Jan Janak wrote:
On 30-05-2005 14:11, Greger V. Teigre wrote:
For the sake of the readers, here is how I understand SER's operations today:
- Usrloc is always written to cache, DB write is controlled through
write-through parameter 2. Replication is handled by t_replicate 3. Management of cache is not needed, the cache is always updated. However, an updated DB (and thus dirty cache) will not be detected
I am working on that already. The entries in the usrloc cache will have an additional expires value and if that value expires then the usrloc code will refresh it from the database. Also there will be no full cache anymore -- usrloc will cache only a portion of the whole location database and old entries will be using LRU scheme.
Excellent news!
The cache will be empty upon startup. When SER calls lookup then usrloc will search the cache -- if there is no entry or if it is expired then it will load it from the database and store in the cache for limited period of time. If there is no entry in the database then it will create a negative cache entry (to limit the amount of unsuccessful database queries).
Database updates will not assume anything about the state of the database so it should not matter if the entry still exists / does not exists / has been modified..

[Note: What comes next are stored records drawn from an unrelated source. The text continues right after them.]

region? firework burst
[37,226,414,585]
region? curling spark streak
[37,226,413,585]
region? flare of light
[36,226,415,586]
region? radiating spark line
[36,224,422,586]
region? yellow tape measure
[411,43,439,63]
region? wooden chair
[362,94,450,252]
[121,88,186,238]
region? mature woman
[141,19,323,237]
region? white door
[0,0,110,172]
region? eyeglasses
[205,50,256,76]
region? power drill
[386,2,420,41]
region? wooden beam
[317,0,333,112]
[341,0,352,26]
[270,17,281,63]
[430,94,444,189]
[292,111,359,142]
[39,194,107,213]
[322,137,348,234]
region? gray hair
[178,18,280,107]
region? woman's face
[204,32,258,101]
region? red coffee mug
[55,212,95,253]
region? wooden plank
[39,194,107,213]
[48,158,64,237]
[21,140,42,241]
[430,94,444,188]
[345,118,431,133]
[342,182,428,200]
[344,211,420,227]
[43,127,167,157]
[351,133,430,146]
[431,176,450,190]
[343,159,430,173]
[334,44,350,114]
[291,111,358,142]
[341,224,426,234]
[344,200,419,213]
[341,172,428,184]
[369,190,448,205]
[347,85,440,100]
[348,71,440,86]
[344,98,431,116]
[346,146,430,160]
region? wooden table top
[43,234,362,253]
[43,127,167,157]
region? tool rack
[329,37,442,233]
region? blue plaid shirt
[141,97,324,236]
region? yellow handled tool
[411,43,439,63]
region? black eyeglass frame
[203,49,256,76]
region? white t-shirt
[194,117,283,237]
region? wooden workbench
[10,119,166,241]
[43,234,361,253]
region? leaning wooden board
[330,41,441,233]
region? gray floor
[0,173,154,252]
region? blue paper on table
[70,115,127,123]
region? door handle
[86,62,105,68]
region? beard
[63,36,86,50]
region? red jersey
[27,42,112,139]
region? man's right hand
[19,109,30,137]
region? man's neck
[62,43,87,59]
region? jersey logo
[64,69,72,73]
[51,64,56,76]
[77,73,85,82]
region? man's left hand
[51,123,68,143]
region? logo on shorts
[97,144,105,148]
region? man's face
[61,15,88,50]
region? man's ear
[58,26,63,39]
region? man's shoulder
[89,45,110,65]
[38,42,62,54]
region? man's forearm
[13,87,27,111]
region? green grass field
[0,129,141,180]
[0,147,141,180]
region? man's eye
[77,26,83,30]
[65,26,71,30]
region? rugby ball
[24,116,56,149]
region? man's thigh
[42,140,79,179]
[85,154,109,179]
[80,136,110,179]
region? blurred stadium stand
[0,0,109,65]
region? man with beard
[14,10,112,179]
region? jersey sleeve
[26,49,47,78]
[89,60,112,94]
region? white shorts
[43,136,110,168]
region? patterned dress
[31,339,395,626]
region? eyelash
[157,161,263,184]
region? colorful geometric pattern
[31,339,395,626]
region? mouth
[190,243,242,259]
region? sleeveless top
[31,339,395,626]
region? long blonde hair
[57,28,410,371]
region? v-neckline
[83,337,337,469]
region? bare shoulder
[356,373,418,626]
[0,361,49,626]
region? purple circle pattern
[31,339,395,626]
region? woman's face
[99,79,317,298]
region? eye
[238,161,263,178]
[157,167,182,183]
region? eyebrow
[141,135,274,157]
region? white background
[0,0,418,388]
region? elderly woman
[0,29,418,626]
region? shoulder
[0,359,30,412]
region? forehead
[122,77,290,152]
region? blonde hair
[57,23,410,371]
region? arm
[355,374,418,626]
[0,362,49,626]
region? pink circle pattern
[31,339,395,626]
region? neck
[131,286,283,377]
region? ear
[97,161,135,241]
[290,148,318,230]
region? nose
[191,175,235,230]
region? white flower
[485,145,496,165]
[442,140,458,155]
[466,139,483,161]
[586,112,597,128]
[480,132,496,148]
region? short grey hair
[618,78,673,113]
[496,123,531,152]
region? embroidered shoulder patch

I assume another ser server receiving an update must both write to DB and do a t_replicate to other ser servers who then do save_memory() as Paul responded in his last email to Karl?
There is one drawback though -- nathelper as it is implemented right now will not work anymore -- we would need to rewrite it to use the contents of the database.
Are you referring to the ping feature only or are there other things as well? Reading all NATed devices from DB every 30 seconds?
I must admit I often fall for the argument: "let each system do what it is best at." Following that, replication should only be done at an application level if the underlying database is not capable of doing it (if we agree that a DB is good at replication). The only thing I see a DB is not capable of, is handling the NAT issues. So, if a given usrloc has to be represented by different location (ex. the registration server), then the DB cannot do replication. However, if the NAT issue is handled through some other means, ex. Call-Id aware LVS with one public IP, then the usrloc should be the same across DBs and the DB should handle the replication.
Another approach would be to let the user agent handle NATs. Sipura phones, for example, can register with two proxy servers.
Yes, good point. But I'm not aware of many other user agents with such support yet?!